Les conditions de financement
À Bruxelles, un plan est donc étudié pour développer des conditions « concrètes » pour mettre en œuvre pleinement le mémorandum en accord, selon les rapports de journaux britanniques. Les paiements européens à Tunis, de la valeur de dizaines de millions d’euros au cours des trois prochaines années, ne peuvent être administrés que si les droits de l’homme ne sont pas violés. Non seulement cela. Au cours des trois prochains mois à Bruxelles, une série de sous-ups sera formée pour garantir que les droits de l’homme sont au centre de ses relations avec la Tunisie jusqu’en 2027, ou la durée prévue du prévu.
Italie, dirigée par Giorgia Meloni, avec le premier ministre néerlandais de l’époque, Mark Rutte, et le président de la Commission, Ursula von der Leyen, avaient explicitement demandé un pacte entre les deux côtes de la Méditerranée, dans le but de freiner le Les départs des migrants du pays nord-africain ont soudainement explosé avec le début de l’année.
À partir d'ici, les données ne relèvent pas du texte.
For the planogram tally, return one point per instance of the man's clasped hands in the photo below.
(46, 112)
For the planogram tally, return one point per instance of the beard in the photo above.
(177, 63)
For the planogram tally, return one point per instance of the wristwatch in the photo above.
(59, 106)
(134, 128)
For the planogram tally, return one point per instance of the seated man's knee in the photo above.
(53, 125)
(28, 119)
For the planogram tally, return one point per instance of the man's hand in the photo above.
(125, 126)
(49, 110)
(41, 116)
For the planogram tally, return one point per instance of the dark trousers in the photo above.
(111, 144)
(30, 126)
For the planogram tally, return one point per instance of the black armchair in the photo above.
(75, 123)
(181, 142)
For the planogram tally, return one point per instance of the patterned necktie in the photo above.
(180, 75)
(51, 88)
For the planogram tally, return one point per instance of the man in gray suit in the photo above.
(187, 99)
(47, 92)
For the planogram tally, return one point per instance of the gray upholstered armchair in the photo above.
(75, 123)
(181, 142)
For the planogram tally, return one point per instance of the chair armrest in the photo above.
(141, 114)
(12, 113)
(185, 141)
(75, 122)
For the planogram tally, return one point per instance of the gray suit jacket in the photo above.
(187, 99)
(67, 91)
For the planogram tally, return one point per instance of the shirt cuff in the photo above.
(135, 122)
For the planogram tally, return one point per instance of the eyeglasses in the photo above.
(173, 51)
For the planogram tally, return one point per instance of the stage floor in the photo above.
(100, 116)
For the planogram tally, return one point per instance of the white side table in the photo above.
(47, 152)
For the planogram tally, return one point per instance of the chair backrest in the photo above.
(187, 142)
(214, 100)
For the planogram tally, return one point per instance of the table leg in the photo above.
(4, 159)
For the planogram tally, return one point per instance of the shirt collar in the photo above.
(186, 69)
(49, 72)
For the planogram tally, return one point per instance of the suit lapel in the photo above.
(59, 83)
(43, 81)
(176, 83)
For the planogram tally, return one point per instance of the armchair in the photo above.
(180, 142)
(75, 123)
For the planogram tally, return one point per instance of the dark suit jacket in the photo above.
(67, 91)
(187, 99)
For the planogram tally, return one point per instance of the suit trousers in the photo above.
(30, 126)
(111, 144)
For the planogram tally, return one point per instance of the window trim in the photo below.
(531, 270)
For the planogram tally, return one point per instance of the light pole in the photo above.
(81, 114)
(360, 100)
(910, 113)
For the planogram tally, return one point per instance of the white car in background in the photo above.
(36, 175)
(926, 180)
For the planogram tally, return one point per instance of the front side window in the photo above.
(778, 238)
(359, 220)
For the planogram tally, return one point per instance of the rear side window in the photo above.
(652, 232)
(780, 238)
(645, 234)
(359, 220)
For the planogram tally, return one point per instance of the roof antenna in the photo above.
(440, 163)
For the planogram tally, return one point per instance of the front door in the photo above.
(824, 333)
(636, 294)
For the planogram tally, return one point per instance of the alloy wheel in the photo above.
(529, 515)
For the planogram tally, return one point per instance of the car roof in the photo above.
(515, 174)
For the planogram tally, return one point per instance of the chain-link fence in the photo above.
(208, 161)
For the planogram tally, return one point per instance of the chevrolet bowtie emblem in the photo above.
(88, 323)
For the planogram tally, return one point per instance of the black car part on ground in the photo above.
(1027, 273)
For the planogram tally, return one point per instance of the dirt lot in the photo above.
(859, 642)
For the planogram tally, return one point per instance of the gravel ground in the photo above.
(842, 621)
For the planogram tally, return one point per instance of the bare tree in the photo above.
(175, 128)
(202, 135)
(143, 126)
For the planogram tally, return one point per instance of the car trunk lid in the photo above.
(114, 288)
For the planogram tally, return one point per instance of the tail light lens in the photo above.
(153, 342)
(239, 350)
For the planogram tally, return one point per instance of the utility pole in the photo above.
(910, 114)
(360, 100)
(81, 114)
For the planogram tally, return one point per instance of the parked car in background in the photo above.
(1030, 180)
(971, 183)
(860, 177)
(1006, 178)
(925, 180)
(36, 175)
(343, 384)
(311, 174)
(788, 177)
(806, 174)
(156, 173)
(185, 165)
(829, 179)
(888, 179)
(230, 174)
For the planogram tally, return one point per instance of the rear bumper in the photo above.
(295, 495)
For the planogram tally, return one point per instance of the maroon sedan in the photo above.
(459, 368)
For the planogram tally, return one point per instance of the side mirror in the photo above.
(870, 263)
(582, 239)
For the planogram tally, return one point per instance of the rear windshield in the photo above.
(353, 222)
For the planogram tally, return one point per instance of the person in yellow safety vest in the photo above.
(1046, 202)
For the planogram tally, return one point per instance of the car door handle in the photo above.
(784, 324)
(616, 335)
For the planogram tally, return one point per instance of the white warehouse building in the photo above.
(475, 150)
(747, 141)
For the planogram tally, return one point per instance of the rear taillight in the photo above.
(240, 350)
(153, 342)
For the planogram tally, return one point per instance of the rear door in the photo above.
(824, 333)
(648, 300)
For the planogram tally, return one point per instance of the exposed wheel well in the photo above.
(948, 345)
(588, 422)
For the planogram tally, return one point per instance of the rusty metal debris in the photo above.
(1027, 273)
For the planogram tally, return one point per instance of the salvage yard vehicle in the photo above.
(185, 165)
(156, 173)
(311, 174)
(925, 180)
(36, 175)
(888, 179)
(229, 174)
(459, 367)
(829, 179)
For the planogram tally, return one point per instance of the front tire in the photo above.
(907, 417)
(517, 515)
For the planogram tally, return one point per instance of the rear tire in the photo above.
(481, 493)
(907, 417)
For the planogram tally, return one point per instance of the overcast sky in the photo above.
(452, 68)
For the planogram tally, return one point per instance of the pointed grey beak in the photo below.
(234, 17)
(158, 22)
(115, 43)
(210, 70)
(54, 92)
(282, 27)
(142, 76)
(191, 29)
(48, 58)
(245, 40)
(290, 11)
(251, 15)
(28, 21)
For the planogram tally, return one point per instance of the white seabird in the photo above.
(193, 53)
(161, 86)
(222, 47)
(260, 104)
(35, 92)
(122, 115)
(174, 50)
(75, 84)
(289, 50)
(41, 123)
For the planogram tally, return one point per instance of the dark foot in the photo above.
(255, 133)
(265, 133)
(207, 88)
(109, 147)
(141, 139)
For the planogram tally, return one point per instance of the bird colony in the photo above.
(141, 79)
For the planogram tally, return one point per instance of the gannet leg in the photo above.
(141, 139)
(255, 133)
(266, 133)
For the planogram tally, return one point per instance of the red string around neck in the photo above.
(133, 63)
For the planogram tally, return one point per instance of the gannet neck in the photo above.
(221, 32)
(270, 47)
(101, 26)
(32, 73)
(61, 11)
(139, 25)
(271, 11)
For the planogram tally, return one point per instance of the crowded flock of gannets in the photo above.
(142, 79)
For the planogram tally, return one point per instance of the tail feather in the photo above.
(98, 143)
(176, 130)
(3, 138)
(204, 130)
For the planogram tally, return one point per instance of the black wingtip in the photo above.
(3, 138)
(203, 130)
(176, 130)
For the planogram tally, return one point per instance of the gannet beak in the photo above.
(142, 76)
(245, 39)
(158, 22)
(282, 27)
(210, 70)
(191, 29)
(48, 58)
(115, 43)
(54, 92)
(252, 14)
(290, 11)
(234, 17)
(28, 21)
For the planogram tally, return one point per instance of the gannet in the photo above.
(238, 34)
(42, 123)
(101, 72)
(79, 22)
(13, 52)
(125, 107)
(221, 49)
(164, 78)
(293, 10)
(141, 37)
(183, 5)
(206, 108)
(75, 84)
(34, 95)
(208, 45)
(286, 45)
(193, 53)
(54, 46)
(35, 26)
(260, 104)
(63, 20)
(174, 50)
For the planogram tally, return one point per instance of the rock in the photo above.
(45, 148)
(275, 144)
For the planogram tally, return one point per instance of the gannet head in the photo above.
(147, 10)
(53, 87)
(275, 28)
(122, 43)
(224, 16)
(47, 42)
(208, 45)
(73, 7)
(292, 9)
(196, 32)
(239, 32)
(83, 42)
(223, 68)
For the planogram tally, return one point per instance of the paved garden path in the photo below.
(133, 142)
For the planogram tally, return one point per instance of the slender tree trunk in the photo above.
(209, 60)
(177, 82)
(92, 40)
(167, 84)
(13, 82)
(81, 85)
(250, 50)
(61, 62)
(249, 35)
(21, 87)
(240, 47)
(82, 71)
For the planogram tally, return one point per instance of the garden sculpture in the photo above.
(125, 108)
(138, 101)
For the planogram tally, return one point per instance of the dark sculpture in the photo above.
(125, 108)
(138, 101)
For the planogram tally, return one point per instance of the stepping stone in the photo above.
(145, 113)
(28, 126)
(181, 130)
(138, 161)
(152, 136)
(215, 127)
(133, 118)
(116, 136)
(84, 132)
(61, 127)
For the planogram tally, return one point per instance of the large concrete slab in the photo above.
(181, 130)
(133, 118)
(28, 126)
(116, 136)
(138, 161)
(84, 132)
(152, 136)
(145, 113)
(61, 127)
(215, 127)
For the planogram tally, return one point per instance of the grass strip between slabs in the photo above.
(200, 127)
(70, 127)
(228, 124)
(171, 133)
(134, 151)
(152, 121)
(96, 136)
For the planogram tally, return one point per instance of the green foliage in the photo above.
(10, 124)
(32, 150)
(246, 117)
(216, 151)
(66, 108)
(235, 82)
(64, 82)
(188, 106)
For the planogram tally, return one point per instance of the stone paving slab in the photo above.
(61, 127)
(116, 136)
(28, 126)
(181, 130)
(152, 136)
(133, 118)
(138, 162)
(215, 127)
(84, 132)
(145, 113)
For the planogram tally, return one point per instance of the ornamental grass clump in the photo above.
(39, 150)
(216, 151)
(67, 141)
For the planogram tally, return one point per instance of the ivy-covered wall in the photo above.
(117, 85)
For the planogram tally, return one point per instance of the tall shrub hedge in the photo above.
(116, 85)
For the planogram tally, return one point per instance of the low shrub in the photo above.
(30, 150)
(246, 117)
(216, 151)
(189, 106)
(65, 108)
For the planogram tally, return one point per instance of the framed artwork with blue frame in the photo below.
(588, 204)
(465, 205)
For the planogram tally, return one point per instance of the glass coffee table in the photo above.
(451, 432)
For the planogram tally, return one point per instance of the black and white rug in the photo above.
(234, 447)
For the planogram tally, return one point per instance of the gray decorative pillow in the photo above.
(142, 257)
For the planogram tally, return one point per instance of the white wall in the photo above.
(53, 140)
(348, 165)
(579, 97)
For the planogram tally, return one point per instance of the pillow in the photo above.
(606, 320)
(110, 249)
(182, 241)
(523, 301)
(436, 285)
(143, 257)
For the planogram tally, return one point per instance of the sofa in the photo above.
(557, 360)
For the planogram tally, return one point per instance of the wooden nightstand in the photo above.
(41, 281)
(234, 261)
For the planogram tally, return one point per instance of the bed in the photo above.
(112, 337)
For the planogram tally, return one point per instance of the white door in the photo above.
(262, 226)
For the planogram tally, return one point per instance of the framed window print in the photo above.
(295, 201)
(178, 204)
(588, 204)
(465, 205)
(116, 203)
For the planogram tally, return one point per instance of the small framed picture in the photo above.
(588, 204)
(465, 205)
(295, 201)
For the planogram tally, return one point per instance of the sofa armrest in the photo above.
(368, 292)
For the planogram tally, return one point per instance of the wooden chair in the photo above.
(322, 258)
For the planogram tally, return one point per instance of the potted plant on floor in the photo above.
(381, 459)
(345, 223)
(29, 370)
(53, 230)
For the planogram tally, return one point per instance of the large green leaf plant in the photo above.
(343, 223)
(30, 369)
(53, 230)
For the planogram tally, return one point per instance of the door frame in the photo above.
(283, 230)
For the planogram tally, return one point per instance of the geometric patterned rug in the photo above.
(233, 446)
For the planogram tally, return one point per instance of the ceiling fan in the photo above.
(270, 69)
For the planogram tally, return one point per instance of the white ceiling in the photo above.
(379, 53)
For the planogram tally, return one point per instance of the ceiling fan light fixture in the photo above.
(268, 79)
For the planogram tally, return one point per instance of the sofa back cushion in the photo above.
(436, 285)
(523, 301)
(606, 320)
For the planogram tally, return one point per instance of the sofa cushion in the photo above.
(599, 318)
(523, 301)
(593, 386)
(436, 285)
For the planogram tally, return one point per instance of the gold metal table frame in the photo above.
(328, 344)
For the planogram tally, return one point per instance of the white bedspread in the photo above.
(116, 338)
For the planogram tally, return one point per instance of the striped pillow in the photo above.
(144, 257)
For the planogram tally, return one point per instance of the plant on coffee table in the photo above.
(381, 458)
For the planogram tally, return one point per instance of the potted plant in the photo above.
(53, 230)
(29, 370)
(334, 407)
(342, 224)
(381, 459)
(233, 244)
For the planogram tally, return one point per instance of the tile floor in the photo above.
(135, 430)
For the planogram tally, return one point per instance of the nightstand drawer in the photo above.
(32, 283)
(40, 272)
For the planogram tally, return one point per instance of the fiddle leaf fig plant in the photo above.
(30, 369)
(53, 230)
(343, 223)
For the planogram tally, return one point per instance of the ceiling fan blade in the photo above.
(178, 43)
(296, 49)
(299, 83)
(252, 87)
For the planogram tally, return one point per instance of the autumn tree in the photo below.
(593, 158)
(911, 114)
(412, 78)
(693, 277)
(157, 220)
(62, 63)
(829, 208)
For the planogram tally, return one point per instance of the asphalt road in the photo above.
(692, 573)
L’argent de l’UE pour retenir les migrants: le nouvel accord entre l’Europe et la Tunisie recherchée par l’Italie
Dans le partenariat, composé de cinq chapitres de Lachia largement liés à la stabilité du pays et au soutien de son développement économique, un chapitre est dédié précisément à la gestion de la migration, dans le but de lutter contre le réseau de trafiquants. Il s’agit d’un accord que l’accord prévoit un financement égal à 150 millions d’euros de soutien budgétaire plus 105 millions pour la gestion des frontières. L’accord entre Tunis et Bruxelles comprend des dispositions relatives à la lutte contre la migration irrégulière, ainsi que le soutien financier de l’UE à la fourniture d’équipements, de formation et de soutien technique à la gestion des frontières tunisiennes, pour la lutte contre les opérations de contrebande et pour le renforcement des frontières contrôle.
La Tunisie est un pays de plus en plus « autoritaire »
Les responsables européens, qui ont toujours rejeté les accusations de divertir une relation controversée avec Tunis pour réduire l’arrivée des migrants dans l’ancien continent, semble être de retour parce qu’ils sont conscients que l’État nord-africain sera de plus en plus « autoritaire » dans le prochain à venir à venir dans le prochain à venir sera à venir dans le prochain à venir dans le prochain à venir dans la prochaine années. La Tunisie est devenue encore plus répressive depuis que Kais Sieda a assuré un deuxième mandat en octobre dernier, provoquant une étroite aux militants qui se battent pour les droits des migrants, ainsi que certains médias et journaux.
Pour soutenir cette lecture, les détracteurs du présent accord, qui considèrent le changement d’adoption de l’Union européenne, comme l’admission du fait que l’accord controversé de la Tunisie-UE de 2023 a privilégié la réduction des flux migratoires au détriment de la protection des droits de l’homme.